Вдруг у Гадор, будто по какому-то сигналу, открываются шлюзы, и она начинает всхлипывать, как овца.
– Слушай, Гадор… – Я поднимаюсь и зажигаю лампу на ночном столике. – Теперь в чем дело?
– Ни в чем. Просто я больше не могу, черт возьми!
– Успокойся, это нехорошо в твоем состоянии…
– В моем состоянии нельзя даже дышать. Представь себе. Конечно, ты не можешь представить. Ведь ты… ты… – она снова начинает всхлипывать, но на этот раз я уже запаслась туалетной бумагой и передаю ей длинный и мягкий сверток. – Ты не замужем, ни с кем не связана, никто тебя не дергает за юбку и не брыкается у тебя внутри, у тебя нет мужа, который трахается с другой сразу после вашей свадьбы и который купил себе видеокамеру, хотя тебе приходится экономить даже на завтраках – все время печенье и никаких круассанов с мармеладом. Он развлекался с другой и все снимал на видеокамеру, купленную только благодаря тому, что я все время старалась тратить поменьше денег на завтраки, покупая печенье вместо круассанов. Как выяснилось, он держал видеопленки в коробке рядом с моим подвенечным платьем. Его проклятые фильмы! Представляешь, какое свинство? И вот однажды ты никуда не идешь, встаешь и ищешь коробку, в которой хранишь свое подвенечное платье. Тебе нужно его разыскать, потому что… не знаю… тебя что-то подмывает, тебе хочется вспомнить те времена, когда ты еще не ощущала бомбы внутри себя, и был дом, хоть ты и жила с четырьмя сестрами. Ты могла свободно слушать музыку, а готовкой занималась мама… Рядом с твоим подвенечным платьем коробка, как ты считаешь, с его свадебным костюмом, и если бы тебе не пришла в голову мысль проверить, нет ли там моли или чего-нибудь грязного, ты бы не обнаружила в ней целую дискотеку.

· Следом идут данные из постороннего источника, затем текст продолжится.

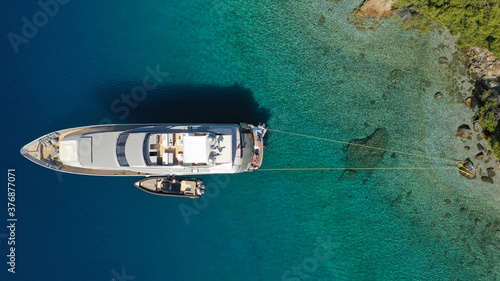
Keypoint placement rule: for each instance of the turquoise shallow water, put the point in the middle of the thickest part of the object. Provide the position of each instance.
(331, 80)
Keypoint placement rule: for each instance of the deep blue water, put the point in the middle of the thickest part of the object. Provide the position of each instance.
(228, 62)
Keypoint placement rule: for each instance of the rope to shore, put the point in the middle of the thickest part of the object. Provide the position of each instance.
(361, 145)
(397, 168)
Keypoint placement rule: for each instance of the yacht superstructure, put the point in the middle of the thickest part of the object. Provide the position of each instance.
(150, 149)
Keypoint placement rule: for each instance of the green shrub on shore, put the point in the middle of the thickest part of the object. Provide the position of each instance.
(489, 115)
(476, 21)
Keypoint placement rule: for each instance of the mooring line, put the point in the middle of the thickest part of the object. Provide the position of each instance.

– Видеотеку, – мягко поправляю я ее. – Перестань, Гадор, тебе вредно. Постарайся заснуть.
– Черта с два я усну!
– Успокойся, ляг поудобнее… – Я встаю и подхожу к ее кровати, которая находится меньше чем в метре от моей, и подкладываю подушку ей под шею. Она потеет, а ее глаза похожи на два белых бильярдных шара.
– Не представляешь, что значит даже не иметь дома видео. И ты отправляешься в магазин на углу, где продают бытовую технику, который принадлежит Пако Гандиа, тому самому, однорукому.
– Гадор, ты мне уже рассказывала. Не стоит так страдать, повторяя все снова.
– Бедняга подходит и говорит, что эти пленки слишком маленькие и нужен адаптор. А я не поняла, какой адаптор. Я только знала адаптор для розетки, потому что это единственное чудо техники, которым мне посчастливилось пользовалась в моей квартире, если не упоминать о холодильнике и телевизоре в четырнадцать дюймов. Что касается телевизора, то в нем все кажутся не больше блох. Нужна лупа, чтобы разобраться, что показывают: футбол или праздник в Бенидорме.
– Здесь у нас большой телевизор, завтра целый день можешь смотреть его, лежа на диване, – говорю я ей.
– И теннис, черт, как мне раньше нравился теннис, помнишь, Кандела?
– Помню, помню…
– А по моему паршивому телевизору я даже не могла разглядеть, куда летит мячик. Экран такой маленький, что чертов мячик просто не виден. Поэтому я перестала смотреть теннис по телевизору, хотя это была единственная возможность увидеть игру.
– Ничего страшного, здесь ты сможешь смотреть.